Sir Michael Caine, one of the greatest British actors of his generation, has responded to claims that his 1964 movie Zulu allows the message of the far-right leaning to be spread, saying that any such suggestion is “bullshit”, standing up to those who want to criticise his work.

It was earlier in the year that Zulu was referred to as a “key text” for “white nationalists/supremacists” when the government reviewed their counter-terrorism programme Prevent. According to a recent interview with The Spectator, Caine revealed that he got the part in the film after he played “a cockney bloke in the West End in a play called Next Time I’ll Sing To You.”

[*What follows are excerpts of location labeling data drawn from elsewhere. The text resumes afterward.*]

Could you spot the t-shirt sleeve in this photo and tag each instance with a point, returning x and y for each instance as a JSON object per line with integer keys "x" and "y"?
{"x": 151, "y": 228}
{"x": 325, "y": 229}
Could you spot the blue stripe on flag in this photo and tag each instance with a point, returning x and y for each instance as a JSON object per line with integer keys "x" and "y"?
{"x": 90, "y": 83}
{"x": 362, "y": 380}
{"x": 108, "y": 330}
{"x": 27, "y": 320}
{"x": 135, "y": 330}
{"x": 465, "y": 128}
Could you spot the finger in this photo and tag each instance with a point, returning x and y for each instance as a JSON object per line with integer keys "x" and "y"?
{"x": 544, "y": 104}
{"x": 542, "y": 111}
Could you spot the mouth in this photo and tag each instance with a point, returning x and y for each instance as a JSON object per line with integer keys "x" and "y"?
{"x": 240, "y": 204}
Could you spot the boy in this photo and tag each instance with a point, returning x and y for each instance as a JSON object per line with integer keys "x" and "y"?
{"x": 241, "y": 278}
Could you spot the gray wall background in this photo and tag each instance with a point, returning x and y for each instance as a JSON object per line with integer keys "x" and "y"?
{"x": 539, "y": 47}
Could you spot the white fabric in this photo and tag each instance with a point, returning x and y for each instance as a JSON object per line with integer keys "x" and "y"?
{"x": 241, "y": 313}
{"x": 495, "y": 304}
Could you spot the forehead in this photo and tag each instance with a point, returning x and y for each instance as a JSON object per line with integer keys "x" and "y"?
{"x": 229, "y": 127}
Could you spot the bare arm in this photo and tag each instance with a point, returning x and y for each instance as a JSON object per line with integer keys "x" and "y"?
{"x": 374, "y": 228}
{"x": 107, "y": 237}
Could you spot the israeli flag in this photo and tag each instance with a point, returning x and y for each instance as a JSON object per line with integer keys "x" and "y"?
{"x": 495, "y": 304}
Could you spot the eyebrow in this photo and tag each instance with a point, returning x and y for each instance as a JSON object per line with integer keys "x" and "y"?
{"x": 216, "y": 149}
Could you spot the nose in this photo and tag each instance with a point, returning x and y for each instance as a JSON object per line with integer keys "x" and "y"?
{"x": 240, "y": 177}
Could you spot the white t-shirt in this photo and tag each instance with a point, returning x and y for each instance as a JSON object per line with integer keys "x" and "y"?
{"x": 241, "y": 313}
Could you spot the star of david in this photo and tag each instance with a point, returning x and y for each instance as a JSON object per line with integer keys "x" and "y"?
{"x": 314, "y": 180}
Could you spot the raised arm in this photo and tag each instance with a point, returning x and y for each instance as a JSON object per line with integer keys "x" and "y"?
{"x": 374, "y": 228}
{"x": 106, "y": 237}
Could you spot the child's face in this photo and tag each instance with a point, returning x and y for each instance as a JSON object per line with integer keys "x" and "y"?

He added, “An American director who was in the audience saw me and gave me a part in the film Zulu as a posh officer. This made me a star, and I never went back on the stage again.” He then went on to respond to suggestions that Zulu is a film that “incites the far-right”.

“That is the biggest load of bullshit I have ever heard,” Caine said, before adding later in the interview, “there are no films I wish I hadn’t made. I got paid for all of them”. Caine also admitted that he finds his career something of a “miracle” and said that he had enjoyed it “without the slightest difficulty”.

The film Zulu was released in 1964, directed by Cy Enfield. It told of the Battle of Rorke’s Drift, in which 150 British Army soldiers fought against 4,000 Zulu warriors in the 1879 Anglo-Zulu War. It has been flagged as a “possible source of inspiration for terrorist groups and far-right extremists” alongside several other widely-admired cinematic works, including The Bridge On The River Kwai, Brave New World, Tinker Tailor Soldier Spy. However, we can certainly gather what Caine makes of the news.